The distance we covered hour after hour increased as the speed of the river’s current increased, and I knew that we were gradually ascending, moving downward through the forest, certainly toward some larger river, perhaps the Amazon.

  Just as I asked questions of Keesha, she sometimes asked questions of me. Once she said, “The woman you seek. Amelia? Do you wish to keep her as a worker or take her as your wife?”

  I hadn’t thought about it, so I was surprised at the pleasure it gave me when I said, “As my wife, maybe. It’s something to think about. I’ve never been married. Maybe it’s time.”

  Later, Keesha said, “Someday, perhaps I will find a man to marry. But there are so few of them with brains!”

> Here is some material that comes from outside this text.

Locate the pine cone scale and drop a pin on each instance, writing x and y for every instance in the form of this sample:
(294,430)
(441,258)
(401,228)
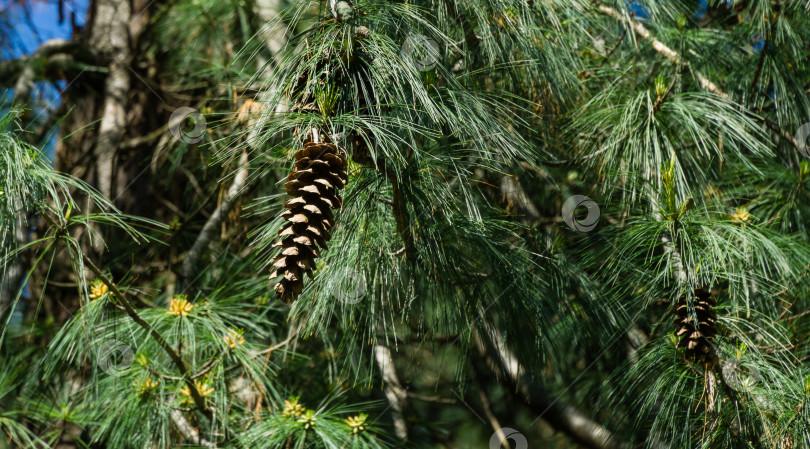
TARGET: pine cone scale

  She seemed perplexed by my laughter.

  I’d become so accustomed to a world in which we were the only two existing humans, that I was a little surprised-and irrationally peeved-when we began to see other dugouts, men fishing with cast nets, women paddling canoes loaded with baskets of palm fronds, and even a couple canoes driven by small outboards.

  “Are we near your village?”

  The girl shook her head. “No, I would not live here. This is an evil place. We must go fast now. This is a place called Remate de Males, and a very bad man lives nearby. These people rely on him for their wealth.”

  “Will there be a telephone?”

  I could sense that she didn’t want to tell me the truth, but she could not do otherwise. “It is possible that there is a telephone.”

  “There’s a village, then?”

  She gestured with her chin. “Not so far. Two bends from here, where the paranamirims touch. The small rivers, that is our word for them.”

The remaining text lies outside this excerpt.